Although HSI has concentrated its efforts in Africa, last year, the organization took on a project closer to home: reconnecting New Orleans residents with primary and pediatric care in underserved areas still neglected in the aftermath of Hurricane Katrina. Turning to its expertise with mobile health care clinics and telemedicine, the nonprofit is working toward establishing a fixed clinic to service the impoverished, multicultural population of central New Orleans. Katzenstein underscores the parallels between the third-world environment that HSI has experienced in Africa, and the irony of similar conditions for the poor in the United States.
“One of the major deliverers of health care [in New Orleans], Charity Hospital, was destroyed,” he says. “And you had health care workers that left and didn’t come back. So now you’ve got a population that has insurance, Medicare, and Medicaid —there are some private funds—but there is nowhere to get health care. There’s a shortage of fixed sites.”
Katzenstein says that a program that transports local residents to health care facilities in the city and brings them home is HSI’s version of a “reverse” mobile clinic for now, to supplement visits by other agencies that bring health fair-type mobile facilities to the neighborhoods. The organization has also been asked by the state government to examine possibilities for mental health care through telemedicine technology in rural areas. Whether in Africa or the United States, however, Katzenstein says that HSI’s mission of capacity and access is the same.
“There’s a man in Tanzania, who comes to one of our clinics,” says Katzenstein. “He’s blind, and his wife is blind. When she got pregnant, the hospital that I’m working with, delivered the baby for free.

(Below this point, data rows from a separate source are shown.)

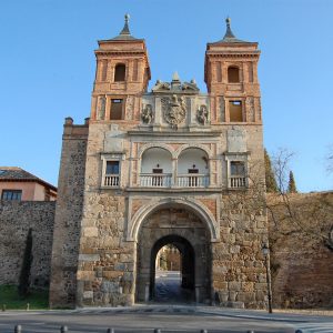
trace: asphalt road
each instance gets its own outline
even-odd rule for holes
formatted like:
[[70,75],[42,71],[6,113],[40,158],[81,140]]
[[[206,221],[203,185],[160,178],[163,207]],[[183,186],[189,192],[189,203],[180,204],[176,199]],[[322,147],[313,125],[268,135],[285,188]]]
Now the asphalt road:
[[63,325],[77,333],[107,333],[111,327],[114,333],[153,333],[155,329],[161,333],[333,333],[332,316],[189,305],[174,272],[158,272],[155,287],[159,302],[151,305],[0,312],[0,333],[12,333],[18,324],[22,333],[56,333]]
[[0,315],[0,332],[14,332],[16,325],[22,325],[22,333],[60,332],[62,325],[68,332],[107,332],[113,327],[114,332],[153,332],[161,329],[168,332],[295,332],[287,323],[271,320],[240,319],[204,314],[193,309],[184,307],[139,307],[137,312],[123,310],[91,310],[83,312],[50,311],[50,312],[8,312]]

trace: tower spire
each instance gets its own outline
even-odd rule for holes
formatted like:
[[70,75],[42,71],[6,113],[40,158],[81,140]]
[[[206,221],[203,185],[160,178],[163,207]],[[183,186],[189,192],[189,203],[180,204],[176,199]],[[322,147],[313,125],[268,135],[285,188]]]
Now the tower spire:
[[235,38],[235,36],[232,33],[231,28],[230,28],[230,23],[231,23],[230,17],[228,17],[225,19],[225,23],[226,23],[226,31],[225,31],[225,34],[223,37],[223,40],[225,40],[226,38]]
[[130,28],[129,28],[130,14],[125,13],[124,16],[124,26],[120,31],[120,36],[131,36]]
[[134,40],[134,39],[137,39],[131,34],[129,21],[130,21],[130,14],[125,13],[123,28],[120,31],[119,36],[112,38],[112,40],[131,40],[131,39]]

“He shows up one day with his cane and the baby on his shoulder. The nurse picks the baby up, gives it a well-baby visit, vaccinates it, and changes its diaper. In the meantime, he sits there on a bench, waiting. When she’s done, she puts the baby on his shoulder, and he gets up and leaves. I cried. Without this, he and that baby would have no access to health care.”
- Joanie Harmon
Photo above: Health Span International's clinic in Mikocheni, a slum in Dar es Salaam. Servicing up to 120 patients on the one day per week that it is open, the clinic is located in the back of a bar.